Potatoes are a mainstay for meals because they are so versatile, not to mention delicious when prepared correctly. Americans always believed potatoes were a commercial crop until the influx of Irish Immigrants came and turned the Americans on to the art of potato growing and eating!
When To Harvest Potatoes
For new potatoes, the gardener must pay close attention to the potato vines. Once flowers begin to develop, dig up the potatoes carefully. New potatoes should be used within one week of harvesting for the best flavor.
It is of the utmost importance to thoroughly soak down the potato mounds that still retain crops. Do not flood them out but give them a good soaking as the soil needs to firm itself around the remaining potatoes for later harvesting.
When the vines begin to show signs of dying but before your area has its first frost, harvest the remaining potatoes from their mounds.
How To Store Raw Potatoes
Potatoes are rather finicky about how they want to be stored in their natural state. It is important to shake or brush any soil off the potato after storage. Use your hands in a hand washing type technique to get most of the dirt off. Never wash the potatoes prior to storage as that will promote mold and deterioration.
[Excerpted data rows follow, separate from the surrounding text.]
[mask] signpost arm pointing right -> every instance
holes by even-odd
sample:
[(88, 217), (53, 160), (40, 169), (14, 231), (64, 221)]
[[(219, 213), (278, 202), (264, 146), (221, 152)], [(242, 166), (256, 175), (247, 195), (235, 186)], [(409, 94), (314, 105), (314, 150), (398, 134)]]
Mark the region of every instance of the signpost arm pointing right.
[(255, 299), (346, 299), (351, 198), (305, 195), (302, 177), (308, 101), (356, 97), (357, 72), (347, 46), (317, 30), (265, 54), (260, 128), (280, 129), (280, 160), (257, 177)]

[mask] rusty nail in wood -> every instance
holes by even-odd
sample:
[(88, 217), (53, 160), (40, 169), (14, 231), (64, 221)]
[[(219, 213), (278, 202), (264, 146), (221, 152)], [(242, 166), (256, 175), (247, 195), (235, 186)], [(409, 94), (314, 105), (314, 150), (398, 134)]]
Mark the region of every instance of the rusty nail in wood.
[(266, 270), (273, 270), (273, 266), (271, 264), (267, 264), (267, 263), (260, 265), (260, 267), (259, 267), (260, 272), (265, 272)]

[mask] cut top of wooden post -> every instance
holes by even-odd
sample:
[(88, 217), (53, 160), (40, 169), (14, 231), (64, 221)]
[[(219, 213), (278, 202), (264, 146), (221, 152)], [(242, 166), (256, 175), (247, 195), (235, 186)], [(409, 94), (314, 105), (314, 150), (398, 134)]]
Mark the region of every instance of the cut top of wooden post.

Old fashioned burlap bags are the absolute best way to store your harvest. Honestly, the old way is still the best. I know it sounds silly but burlap allows air flow which prevents the potatoes from rotting. Some people use paper bags with holes poked into them and some use plastic bags with holes. Burlap sacks have been effectively used for centuries to keep potatoes fresh and free from mold.
Whether you choose burlap, paper or plastic, your freshly harvested crop must be stored in a cool, dark place. Basements and root cellars are the best storage spaces for potatoes. Not everybody has a root cellar or basement. You will need to find the coolest, darkest spot available to you for your crop storage.
Air flow is essential to proper potato storage. Many people have tried storing their crop in plastic bins only to find rotten potatoes. Do not waste your efforts by stuffing them in a plastic container. You will be disappointed. Breathable burlap or other such bags are the perfect for storing your potatoes. Thinking simple will make your potatoes last the six months they should in storage.
Other Potato Storage Methods
For those that have an absolute bounty of potatoes, you can create potato dishes and freeze them for about six months. This cuts down on future preparation time as all you will need to do is thaw and warm.
Mashed potatoes can be made and frozen in either storage bags or containers. It is advisable to leave them a little thicker than you would serve them because the small amount of fresh milk and butter makes them taste like you just made them. Be sure to let them come to room temperature before storing in the freezer.
Home fries are a family favorite. At harvest time, peel a batch of potatoes and parboil them. Once cooled, dice them and throw in a diced onion as well. Put them into plastic bags and store them in the freezer until needed. Peppers can also be added to the bag if your family enjoys them.
Potatoes have been a staple in our diets for many years. They are tasty and really versatile. There are not many meals that do not work well with potatoes. Using these methods will allow you to enjoy your harvest for many months.